Now, we need to convert the values of the sample proportions to their respective Z-scores. A Z-score represents the number of standard deviations a value is away from the mean. To find the Z-score of a sample proportion, we can use the following formula: $$ Z = \frac{\hat{p} - \mu}{\sigma} $$ a. For part (a), we want to find \(P(\hat{p}≤ 0.43)\). Therefore, we need to find the \(Z\)-score for \(\hat{p}=0.43\): $$ Z = \frac{0.43 - 0.4}{0.057} = 0.53 $$ b. For part (b), we want to find \(P(0.35≤\hat{p}≤0.43)\). Therefore, we need to find the \(Z\)-scores for \(\hat{p}=0.35\) and \(\hat{p}=0.43\): $$ Z_1 = \frac{0.35 - 0.4}{0.057} = -0.88 \\ Z_2 = \frac{0.43 - 0.4}{0.057} = 0.53 $$

3. Find probabilities using Z-table

We will use the Z-table (standard normal distribution table) to find the probabilities associated with each Z-score calculated in step 2. a. For part (a), we want to find \(P(\hat{p}≤ 0.43)\). Looking up the Z-score of \(0.53\) on the Z-table, we find that the probability is \(0.7019\). So, $$ P(\hat{p}≤ 0.43) = 0.7019 $$ b. For part (b), we want to find \(P(0.35≤\hat{p}≤0.43)\). To do this, we need to find the probability for each Z-score and subtract: $$ P(-0.88≤Z≤0.53) = P(Z≤0.53) - P(Z≤-0.88) = 0.7019 - 0.1894 = 0.5125 $$ So, $$ P(0.35≤\hat{p}≤0.43) = 0.5125 $$ In conclusion, the approximated probabilities using the normal distribution are: a. \(P(\hat{p}\leq0.43) \approx 0.7019\) b. \(P(0.35\leq\hat{p}\leq0.43) \approx 0.5125\)

Key concepts

Binomial Distribution

A binomial distribution is a probability distribution that summarizes the likelihood of a particular number of successes in a fixed number of independent trials, each with the same probability of success. It has two key parameters: the probability of success in a single trial, denoted as \( p \), and the number of trials, denoted as \( n \). For example, if you're flipping a coin where heads occur with probability \( p = 0.4 \) and you flip it 75 times, you are looking at a binomial distribution of \( n = 75 \) and \( p = 0.4 \).

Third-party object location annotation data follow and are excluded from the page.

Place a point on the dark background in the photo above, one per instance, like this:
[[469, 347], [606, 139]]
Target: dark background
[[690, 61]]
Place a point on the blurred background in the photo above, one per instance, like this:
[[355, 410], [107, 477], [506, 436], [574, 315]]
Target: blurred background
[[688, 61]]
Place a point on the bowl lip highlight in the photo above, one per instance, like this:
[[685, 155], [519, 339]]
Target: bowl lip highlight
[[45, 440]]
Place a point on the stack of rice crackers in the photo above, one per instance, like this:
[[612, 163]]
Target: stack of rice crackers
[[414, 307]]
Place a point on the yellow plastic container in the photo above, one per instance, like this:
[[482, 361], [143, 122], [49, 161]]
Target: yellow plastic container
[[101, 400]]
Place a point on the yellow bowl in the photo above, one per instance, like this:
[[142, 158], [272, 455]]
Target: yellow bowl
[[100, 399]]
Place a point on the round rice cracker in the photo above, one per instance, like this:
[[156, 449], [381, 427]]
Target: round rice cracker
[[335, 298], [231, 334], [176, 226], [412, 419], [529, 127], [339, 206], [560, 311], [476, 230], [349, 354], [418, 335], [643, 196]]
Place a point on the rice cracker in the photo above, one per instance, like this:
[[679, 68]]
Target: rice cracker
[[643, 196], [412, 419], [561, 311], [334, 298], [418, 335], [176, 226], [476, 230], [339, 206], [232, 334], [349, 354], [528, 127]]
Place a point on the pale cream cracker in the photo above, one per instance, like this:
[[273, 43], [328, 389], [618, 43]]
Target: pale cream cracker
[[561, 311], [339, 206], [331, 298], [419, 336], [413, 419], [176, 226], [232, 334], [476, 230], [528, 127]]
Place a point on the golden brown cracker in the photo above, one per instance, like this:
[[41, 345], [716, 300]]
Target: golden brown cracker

Binomial distributions are discrete, meaning they deal with outcomes that have distinct values. When dealing with large sample sizes, computations can be cumbersome. Thus, it's often useful to approximate a binomial distribution with a normal distribution for practical reasons.

Sample Proportion

The sample proportion \( \hat{p} \) is a critical concept when discussing binomial distributions and their approximation by a normal distribution. It represents the fraction of successes observed in a sample. If you conduct a survey or experiment, it is the number of times an event occurs divided by the total number of trials, or sample size \( n \).

Mathematically, it is represented as: \[ \hat{p} = \frac{x}{n} \] where \( x \) is the number of successful outcomes.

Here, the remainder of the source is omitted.